This repo provides core for code generation, Laminar CLI, and Laminar SDK.

## Quickstart
```sh
python3 -m venv .myenv
source .myenv/bin/activate  # or use your favorite env management tool

pip install lmnr
```

## Features

- Make Laminar endpoint calls from your Python code
- Make Laminar endpoint calls that can run your own functions as tools
- CLI to generate code from pipelines you build on Laminar or execute your own functions while you test your flows in workshop

## Making Laminar endpoint calls

After you are ready to use your pipeline in your code, deploy it in Laminar following the [docs](https://docs.lmnr.ai/pipeline/run-save-deploy#deploying-a-pipeline-version).

Once your pipeline is deployed, you can call it from Python in just a few lines.

Example use:

```python
from lmnr import Laminar

l = Laminar('<YOUR_PROJECT_API_KEY>')
result = l.run(
    endpoint = 'my_endpoint_name',
    inputs = {'input_node_name': 'some_value'},
    # all environment variables
    env = {'OPENAI_API_KEY': 'sk-some-key'},
    # any metadata to attach to this run's trace
    metadata = {'session_id': 'your_custom_session_id'}
)
```

Resulting in:

```python
>>> result
EndpointRunResponse(
    outputs={'output': {'value': [ChatMessage(role='user', content='hello')]}},
    # useful to locate your trace
    run_id='53b012d5-5759-48a6-a9c5-0011610e3669'
)
```

## Making calls to pipelines that run your own logic

If your pipeline contains tool call nodes, they will be able to call your local code.
The only difference is that you need to pass references
to the functions you want to call right into our SDK.

Example use:

```python
from lmnr import Laminar, NodeInput

# adding **kwargs is safer, in case an LLM produces more arguments than needed
def my_tool(arg1: string, arg2: string, **kwargs) -> NodeInput {
    return f'{arg1}&{arg2}'
}

l = Laminar('<YOUR_PROJECT_API_KEY>')
result = l.run(
    endpoint = 'my_endpoint_name',
    inputs = {'input_node_name': 'some_value'},
    # all environment variables
    env = {'OPENAI_API_KEY': '<YOUR_MODEL_PROVIDER_KEY>'},
    # any metadata to attach to this run's trace
    metadata = {'session_id': 'your_custom_session_id'},
    # specify as many tools as needed.
    # Each tool name must match tool node name in the pipeline
    tools=[my_tool]
)
```

## LaminarRemoteDebugger

If your pipeline contains local call nodes, they will be able to call code right on your machine.
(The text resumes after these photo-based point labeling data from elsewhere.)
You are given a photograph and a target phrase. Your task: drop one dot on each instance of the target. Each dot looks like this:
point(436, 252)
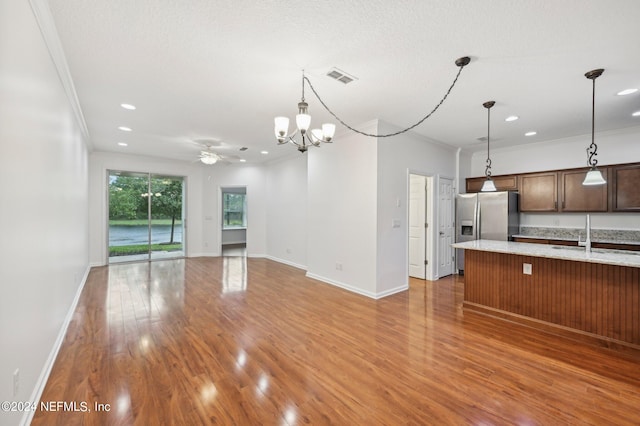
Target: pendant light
point(488, 185)
point(594, 176)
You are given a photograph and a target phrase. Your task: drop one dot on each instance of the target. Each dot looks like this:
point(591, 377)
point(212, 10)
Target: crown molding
point(47, 26)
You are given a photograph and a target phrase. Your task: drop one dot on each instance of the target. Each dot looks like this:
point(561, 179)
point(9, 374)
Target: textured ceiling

### Step by step instructions to connect to Laminar:

#### 1. Create your pipeline with function call nodes

Add function calls to your pipeline; these are signature definitions of your functions

#### 2. Implement the functions

At the root level, create a file: `pipeline.py`

Annotate functions with the same name.

Example:

```python
from lmnr import Pipeline

lmnr = Pipeline()

@lmnr.func("foo") # the node in the pipeline is called foo and has one parameter arg
def custom_logic(arg: str) -> str:
    return arg * 10
```

#### 3. Link lmnr.ai workshop to your machine

1. At the root level, create a `.env` file if not already
1. In project settings, create or copy a project api key.
1. Add an entry in `.env` with: `LMNR_PROJECT_API_KEY=s0meKey...`
1. In project settings create or copy a dev session. These are your individual sessions.
1. Add an entry in `.env` with: `LMNR_DEV_SESSION_ID=01234567-89ab-cdef-0123-4567890ab`

#### 4. Run the dev environment

```sh
lmnr dev
```

This will start a session, try to persist it, and reload the session on files change.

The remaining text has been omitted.